Chaque jeudi, “Les Inrocks” vous proposent de découvrir un groupe ou un artiste que vous ne connaissez pas (encore). Cette semaine, le trio bordelais Videodrome, qui cache derrière ses références à la pop culture le synth punk le plus brutal entendu de mémoire récente.
« Imaginez ce jour où tout a basculé : ce fameux jour béni où le disco a fait l’amour avec le punk. […] La scène se passe en 1978, dans le sud-est de Manhattan. Deux soirées courues ont lieu le même soir, une au Max’s Kansas City, l’autre au Loft. La foule se presse et les queues sont si longues à l’entrée des deux clubs qu’elles finissent par se croiser. Les gens discutent, se lancent des vannes, se moquent de leurs accoutrements respectifs.
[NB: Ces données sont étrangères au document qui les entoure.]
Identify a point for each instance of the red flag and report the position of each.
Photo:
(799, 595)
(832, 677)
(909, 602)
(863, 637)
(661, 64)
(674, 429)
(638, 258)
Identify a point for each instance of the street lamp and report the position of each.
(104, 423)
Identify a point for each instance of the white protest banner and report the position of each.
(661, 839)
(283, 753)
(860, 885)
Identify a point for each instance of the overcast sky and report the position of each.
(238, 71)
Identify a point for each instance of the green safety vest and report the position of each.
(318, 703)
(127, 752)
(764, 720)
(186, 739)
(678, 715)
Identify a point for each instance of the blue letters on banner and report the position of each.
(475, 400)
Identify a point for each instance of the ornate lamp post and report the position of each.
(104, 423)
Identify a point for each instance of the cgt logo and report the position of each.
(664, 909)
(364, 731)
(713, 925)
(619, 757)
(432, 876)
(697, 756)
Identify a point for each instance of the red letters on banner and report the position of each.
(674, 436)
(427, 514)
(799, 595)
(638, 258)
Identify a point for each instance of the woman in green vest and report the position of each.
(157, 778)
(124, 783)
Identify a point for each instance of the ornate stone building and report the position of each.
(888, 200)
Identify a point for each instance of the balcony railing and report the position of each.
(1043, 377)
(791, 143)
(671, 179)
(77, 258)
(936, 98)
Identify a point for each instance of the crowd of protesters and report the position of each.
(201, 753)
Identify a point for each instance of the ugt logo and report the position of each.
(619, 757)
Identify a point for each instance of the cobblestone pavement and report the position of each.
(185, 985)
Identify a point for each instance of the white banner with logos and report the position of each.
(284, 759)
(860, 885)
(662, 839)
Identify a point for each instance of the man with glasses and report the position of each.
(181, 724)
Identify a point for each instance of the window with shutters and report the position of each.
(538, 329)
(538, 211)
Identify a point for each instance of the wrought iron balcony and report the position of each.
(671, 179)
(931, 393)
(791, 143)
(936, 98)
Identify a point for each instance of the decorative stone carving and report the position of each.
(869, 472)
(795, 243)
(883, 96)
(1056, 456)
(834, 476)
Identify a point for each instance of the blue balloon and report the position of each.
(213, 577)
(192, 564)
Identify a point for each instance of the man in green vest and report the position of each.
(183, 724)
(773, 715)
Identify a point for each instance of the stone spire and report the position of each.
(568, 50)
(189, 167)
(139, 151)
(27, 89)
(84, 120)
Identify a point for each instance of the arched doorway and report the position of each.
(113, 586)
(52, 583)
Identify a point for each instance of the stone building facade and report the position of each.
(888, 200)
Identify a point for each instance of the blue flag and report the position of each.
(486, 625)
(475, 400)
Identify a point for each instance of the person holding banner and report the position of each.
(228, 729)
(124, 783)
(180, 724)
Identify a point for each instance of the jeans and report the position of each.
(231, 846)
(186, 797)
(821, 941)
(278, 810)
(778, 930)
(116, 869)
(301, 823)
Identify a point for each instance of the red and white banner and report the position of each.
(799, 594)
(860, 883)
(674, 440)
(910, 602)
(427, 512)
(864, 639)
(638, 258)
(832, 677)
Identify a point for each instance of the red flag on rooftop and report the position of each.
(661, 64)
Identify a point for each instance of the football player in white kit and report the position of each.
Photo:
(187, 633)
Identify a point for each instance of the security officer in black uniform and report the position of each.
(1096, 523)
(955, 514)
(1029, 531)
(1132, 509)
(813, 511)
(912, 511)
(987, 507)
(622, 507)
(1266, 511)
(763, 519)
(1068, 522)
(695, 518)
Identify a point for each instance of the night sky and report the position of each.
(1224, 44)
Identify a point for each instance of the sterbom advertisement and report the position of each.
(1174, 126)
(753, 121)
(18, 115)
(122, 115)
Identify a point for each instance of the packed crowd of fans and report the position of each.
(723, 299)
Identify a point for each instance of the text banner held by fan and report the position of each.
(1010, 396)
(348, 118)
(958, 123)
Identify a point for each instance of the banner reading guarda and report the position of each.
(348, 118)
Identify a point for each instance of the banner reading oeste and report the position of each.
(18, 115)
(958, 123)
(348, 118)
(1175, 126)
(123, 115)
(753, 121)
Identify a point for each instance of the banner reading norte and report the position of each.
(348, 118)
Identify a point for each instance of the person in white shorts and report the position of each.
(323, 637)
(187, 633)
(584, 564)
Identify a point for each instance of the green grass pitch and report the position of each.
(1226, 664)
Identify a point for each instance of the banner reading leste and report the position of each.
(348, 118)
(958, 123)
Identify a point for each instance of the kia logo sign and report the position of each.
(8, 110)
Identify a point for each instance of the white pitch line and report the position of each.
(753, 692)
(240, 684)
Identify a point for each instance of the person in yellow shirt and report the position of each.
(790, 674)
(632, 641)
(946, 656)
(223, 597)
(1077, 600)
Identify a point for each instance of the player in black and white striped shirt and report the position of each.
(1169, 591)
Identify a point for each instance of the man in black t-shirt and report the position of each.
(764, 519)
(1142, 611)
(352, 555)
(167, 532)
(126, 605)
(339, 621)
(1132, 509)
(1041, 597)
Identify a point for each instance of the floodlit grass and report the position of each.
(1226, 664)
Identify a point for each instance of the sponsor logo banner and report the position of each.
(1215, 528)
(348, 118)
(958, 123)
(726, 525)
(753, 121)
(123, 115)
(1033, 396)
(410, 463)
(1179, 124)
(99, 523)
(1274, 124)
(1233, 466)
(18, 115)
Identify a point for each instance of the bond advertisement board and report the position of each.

Ça s’échauffe un peu, mais il est difficile de différencier le public gay bariolé, venu danser sur les edits disco de David Mancuso, des punks débraillés avec panache venus se la mettre sur le bruit sauvage de Mars et D.N.A. » Cette anecdote, rapportée par le musicien érudit Rubin Steiner dans sa petite histoire de la no-wave, raconte effectivement un moment important de la musique moderne : celui où deux mouvements se rallient autour d’une même approche physique et anti-conventionnelle, où punks et clubbers se découvrent des intérêts communs sur un trottoir new-yorkais dans un Manhattan pré-gentrifié. Des jeunes gens modernes qui vont peu à peu donner naissance au paradigme dance-punk, celui qui a fait suer trois générations de noctambules mais ressemble à un drôle de souvenir d’ancien combattant dans les années Angèle.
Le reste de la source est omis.